Assessment of Chronic Stress and Identification of Stress Subgroups
Following informed consent, participants completed the validated Trier Inventory for Chronic Stress (TICS) screening scale (27). The self-assessment instrument allows an evaluation of individual experiences with chronic stressors in everyday life, providing a reliable global measure of perceived stress during the previous 3 months with a Cronbach’s α of .91 (28). Each of the 12 items is scored on a five-point Likert-scale as “never” (0), “rarely” (1), “sometimes” (2), “often” (3), and “very often” (4 points). The total score ranges from 0 to 48 points, expressing the subjectively perceived presence and frequency of chronic stressors. Norm values from healthy volunteers are available (22), with a mean TICS score of 13 corresponding to T = 50. TICS sum scores were used herein to evaluate overall perceived chronic stress and to allocate participants to a subgroup with low or elevated chronic stress. This was accomplished by subdividing participants into tertile subgroups based on TICS scores. Participants in the top tertile were defined as an elevated stress subgroup, the bottom tertile as a group with low chronic stress.

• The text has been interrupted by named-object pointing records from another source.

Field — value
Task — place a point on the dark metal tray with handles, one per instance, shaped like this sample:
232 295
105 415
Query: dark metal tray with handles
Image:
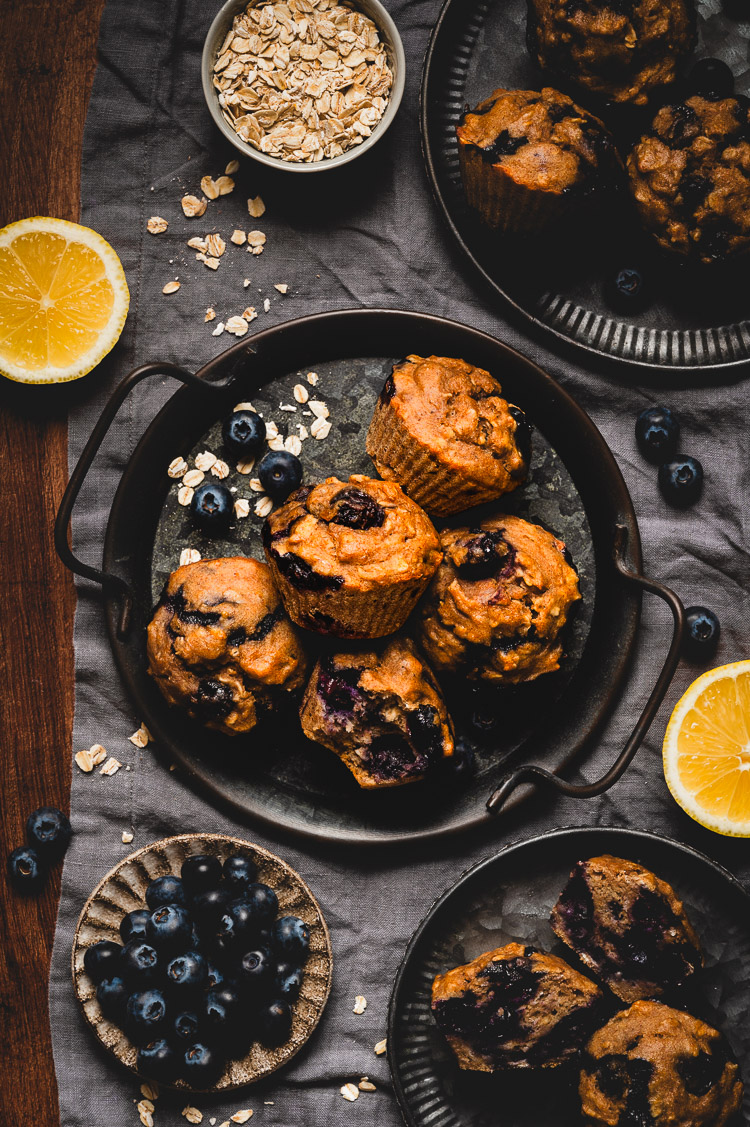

In addition to TICS for the assessment of chronic stress, participants completed the following comprehensive questionnaire battery for a characterization with respect to psychological factors of putative relevance to both, stress, and visceroception: The trait version of the State Trait Anxiety Inventory (STAI-T) (25, 26) for the assessment of trait anxiety (sum scores between 20 and 80), the Pain-Related Self Statements Scale (PRSS) (29) to measure pain-related cognitions in terms of maladaptive pain catastrophizing and adaptive pain coping (sum scores ranging from 0 to 45, respectively), and the Generalized Self-efficacy (GSE) Scale (30) to assess optimistic self-beliefs to cope with life demands (total scores 10–40) as a marker of resilience to stressors.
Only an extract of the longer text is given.